I want to create a neural network with the same architecture as the policy network, the only difference would be that I want to replace a softmax on the last layer of the network with tanh.
Any help will be greatly appreciated!
I want to create a neural network with the same architecture as the policy network, the only difference would be that I want to replace a softmax on the last layer of the network with tanh.
Any help will be greatly appreciated!
Hi @dev1dze,
Which kind of algorithm are you using?
Hi Mannyv and thanks for your reply!
I want to use the PPO.
There is no softmax in the network used for the actor in PPO. The network outputs the activation of the last layer unmodified as logits. There is no activation function applied.
The softmax is applied inside the Categorical action distribution used for Discrete outputs. You could create a custom action distribution to use instead but you will also have to define entropy, kl, log_prob etc for the distribution. Rllib does have SquashedGaussian distribution you can use with Box outputs but not Discrete.
Thanks for your answer,
Let me try maybe explain it better: I am not trying to define a new policy network and use it to train the agent instead of the one currently used by the algorithm.

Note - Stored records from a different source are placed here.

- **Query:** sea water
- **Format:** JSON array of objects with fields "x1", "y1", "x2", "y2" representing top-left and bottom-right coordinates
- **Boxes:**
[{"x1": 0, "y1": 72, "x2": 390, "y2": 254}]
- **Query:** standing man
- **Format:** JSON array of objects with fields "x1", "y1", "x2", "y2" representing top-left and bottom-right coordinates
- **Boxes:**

I just want to use this network to learn some reward/cost functions for sampled states and actions in the sampled trajectory/episode.
That is why I would like to have a reward network with the same architecture as a policy network (with only difference not having softmax on the output layer) and with a custom loss function to be updated separately after the policy update.
if you can specify an example code or the file where I should be looking for it would be a great help.
Thanks a lot!